Я пролистнул несколько последних номеров газеты.
– Мне всё ясно. Пока я вам ничего не скажу. Ключик от этого ларчика у меня. Встретимся после обеда. Дядька я добрый. Но если кто наступит мне на хвост – останется без головы!
– Толь! – залисила она. – Ты только не наезжай на него круто. Я как понимаю?.. Зачем шуметь? Надо съезжать с горы тихо. На тормозах…
– А вот это, уважаемая Галина Александровна, дело вкуса. И у каждого свой вкус!
В областной библиотеке я накинулся внимательно просматривать подшивки районок.
И моё предположение подтвердилось.
Местные журналисты, напечатав свои материалы у себя в районной газете, стали по просьбе Крутилкина засылать их к нам в «Молодой». Одну и ту же статью человек прокручивал дважды. Это уже не дело. А главное – каково после районки печатать материал в областной газете?
Удар по престижу нашей газеты наносился невероятный.
Когда про всё это я сказал Волкову, он позеленел:
– Вот вы, Толя, и дождались гостинчика от дорогуши Колянчика! Я предчувствовал… Завтра же – собрание! Чтоб были все! Кину я Крутилке железного пенделя под зад! По статье шугану из редакции!
На собрание Крутилкин не пришёл.
Заявление об уходе передал через Северухину.
А месяца через два не стало у нас и самой Северухиной. Подалась-таки поближе к северу. В Нижний Новгород.
1966
В Ясной поляне
Примерам в жизни нет конца,
Когда красивая дурёха
сбивает с толку мудреца
и водит за нос, словно лоха.
Борис Дунаев
На два дня я взял командировку в Щёкинский район, где находится толстовская усадьба Ясная Поляна. Материал собрал в один день и тут же, со станции «Ясная Поляна»,[68] ахнул в Москву.
Возвращаюсь в Тулу с Аллой Мансуровой. С новым самоваром в ту же Тулу.
С Аллой я познакомился в Главной библиотеке страны напротив Кремля, когда в книгохранилище выписывал из старых журналов фразеологизмы для своего словаря.

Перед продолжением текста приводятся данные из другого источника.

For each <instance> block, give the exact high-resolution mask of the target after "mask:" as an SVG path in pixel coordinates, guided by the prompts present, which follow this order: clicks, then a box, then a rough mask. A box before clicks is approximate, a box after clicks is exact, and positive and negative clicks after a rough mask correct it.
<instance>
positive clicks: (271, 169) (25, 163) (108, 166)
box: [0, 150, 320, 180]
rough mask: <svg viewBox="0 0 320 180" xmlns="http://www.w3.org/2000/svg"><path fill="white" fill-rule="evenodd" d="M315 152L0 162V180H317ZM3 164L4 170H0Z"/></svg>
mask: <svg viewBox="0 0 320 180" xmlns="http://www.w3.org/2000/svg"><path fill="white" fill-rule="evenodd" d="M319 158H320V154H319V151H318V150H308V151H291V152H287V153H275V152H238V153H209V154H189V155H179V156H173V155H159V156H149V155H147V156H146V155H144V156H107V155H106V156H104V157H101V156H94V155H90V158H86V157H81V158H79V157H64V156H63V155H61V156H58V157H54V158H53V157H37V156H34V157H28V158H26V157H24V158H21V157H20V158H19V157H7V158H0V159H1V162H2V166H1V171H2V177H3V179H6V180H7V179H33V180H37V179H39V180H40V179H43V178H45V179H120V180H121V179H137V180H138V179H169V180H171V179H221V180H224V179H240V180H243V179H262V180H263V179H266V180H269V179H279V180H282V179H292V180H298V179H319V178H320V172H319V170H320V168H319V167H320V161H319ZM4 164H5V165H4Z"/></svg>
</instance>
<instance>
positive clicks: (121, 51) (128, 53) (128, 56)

Алла обворожительна. Под нейлоновой кофточкой она вся на виду, как под рентгеном. Верно, «одежда может многое сказать о человеке. Особенно прозрачная».
Алла – узбекско-абхазское авральное, горячечное, вулканическое сочинение марксов[69] на вольную тему. Она смугла, строптива, с норкой.[70]
– Меня, – закурила она в тамбуре, – всегда злила твоя наивность.
– Видишь, милая женьшень… С разными девушками по-разному и ведёшь себя. С одними начинаешь счёт с нуля, с другими – с пятидесяти.
– Что это такое?
Я покраснел. Что-то промямлил. Сам не понял что.